How 2020 impacted overdoses in local counties
PARKERSBURG, W.Va. (WTAP) - 2020 proved to exacerbate drug issues across the US.
WTAP explored how Wood, Washington, and Pleasants County were impacted.
A disclaimer that Washington County data from six months back or earlier is incomplete. Additionally, the county’s fatal overdose data covers accidental overdoses from drugs and other biological substances and the county’s fentanyl statistics also cover fentanyl analogs.
Drugs have been an issue in our viewing area for years. While the pandemic raged on, so did our drug crisis.
Pleasants County Sheriff Charles Mankins said meth is his department’s biggest concern.
“We make arrests weekly for meth...so it is a serious problem here.”
While Pleasants and Wood County’s fatal overdoses dropped from 2019 to 2020, the story is different in Washington County.
The number doubled.
Washington County Chief Deputy Mark Warden said, “The men and women who go out and deal with this on a daily basis - I’ve watched them plead with them ‘dude, you got to get help.’”
While Wood County’s fatal overdoses dropped from 38 to 33 and Pleasants County’s from two to one, this doesn’t account for all overdoses. In fact, Wood County Sheriff Steve Stephens reports more 911 overdose calls in 2020 than 2019.
In 2020 their were 417 calls and in 2019 there were 363. It’s important to take into account that these numbers do not reflect those given Narcan by family nor those taken to the hospital in private vehicles. It also only accounts for overdoses, which is only part of the big picture with drugs.

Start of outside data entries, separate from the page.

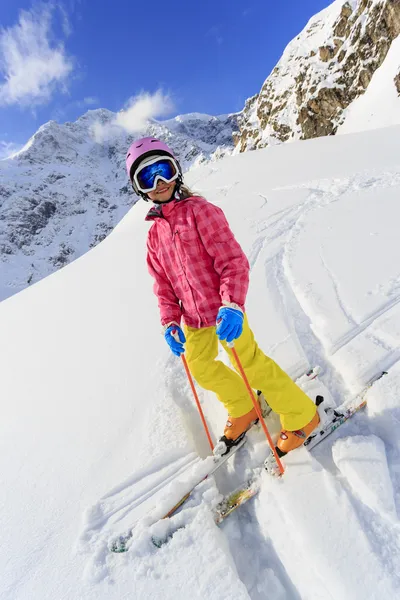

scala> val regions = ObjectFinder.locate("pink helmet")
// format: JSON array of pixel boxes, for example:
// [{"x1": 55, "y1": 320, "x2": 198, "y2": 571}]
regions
[{"x1": 126, "y1": 137, "x2": 179, "y2": 182}]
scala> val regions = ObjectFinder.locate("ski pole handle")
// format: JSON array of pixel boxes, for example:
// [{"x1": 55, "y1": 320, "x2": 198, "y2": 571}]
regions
[{"x1": 181, "y1": 354, "x2": 214, "y2": 452}]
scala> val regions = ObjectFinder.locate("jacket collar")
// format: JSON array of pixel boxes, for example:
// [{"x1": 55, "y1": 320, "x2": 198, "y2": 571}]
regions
[{"x1": 145, "y1": 198, "x2": 189, "y2": 221}]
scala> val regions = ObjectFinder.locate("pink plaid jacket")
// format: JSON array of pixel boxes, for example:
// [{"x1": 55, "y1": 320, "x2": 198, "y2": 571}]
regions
[{"x1": 146, "y1": 197, "x2": 250, "y2": 329}]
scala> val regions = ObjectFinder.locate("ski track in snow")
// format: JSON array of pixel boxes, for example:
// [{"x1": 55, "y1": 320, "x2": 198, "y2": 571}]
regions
[
  {"x1": 203, "y1": 166, "x2": 400, "y2": 600},
  {"x1": 72, "y1": 148, "x2": 400, "y2": 600}
]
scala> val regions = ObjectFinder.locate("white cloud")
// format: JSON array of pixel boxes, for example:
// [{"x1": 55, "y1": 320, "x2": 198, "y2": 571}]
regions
[
  {"x1": 0, "y1": 4, "x2": 73, "y2": 106},
  {"x1": 92, "y1": 90, "x2": 174, "y2": 143},
  {"x1": 82, "y1": 96, "x2": 99, "y2": 106},
  {"x1": 0, "y1": 140, "x2": 22, "y2": 160}
]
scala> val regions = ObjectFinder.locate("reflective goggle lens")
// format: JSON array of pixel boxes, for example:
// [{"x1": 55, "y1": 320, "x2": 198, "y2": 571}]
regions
[{"x1": 137, "y1": 158, "x2": 177, "y2": 192}]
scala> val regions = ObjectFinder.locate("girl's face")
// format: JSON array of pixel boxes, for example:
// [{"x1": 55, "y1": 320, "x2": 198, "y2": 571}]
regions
[{"x1": 147, "y1": 180, "x2": 176, "y2": 202}]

May of last year was the worst.
Stephens remembered, “It was to the point where there was so many overdoses going on that other medical emergencies were being put on the back-burner. If someone was having a heart attack, all the ambulances might be tied up in overdose calls.”
Pleasants County’s 911 overdose calls remained at two from 2019 to 2020.
Still, there’s one thing that ties the three counties’ overdose fatalities together.
“They’re always always tied with fentanyl,” Stephens said.
In Washington County, while fatal overdose numbers have bounced back and forth since 2013, the percentage tied to fentanyl has shown a clear trend.
It caused 35% of fatal overdoses in 2016 and 88% in 2020.
Warden said it could be worse.
“I truly believe if it wasn’t for Narcan, those numbers would be astronomically high.”
Fentanyl is a substance Stephens has seen more of within the last year especially. In 2020, it was involved in 79% of Wood County’s fatal overdoses.
“One of our deputies ended up making an arrest where there was two ounces of fentanyl recovered which - that used to be unheard of. But that’s - we’re seeing a lot more of it now,” he said.
Still, drug problems have a bigger impact than numbers can capture.
Warden said, “You sit there and you talk to the family members and my gosh it just breaks your heart.”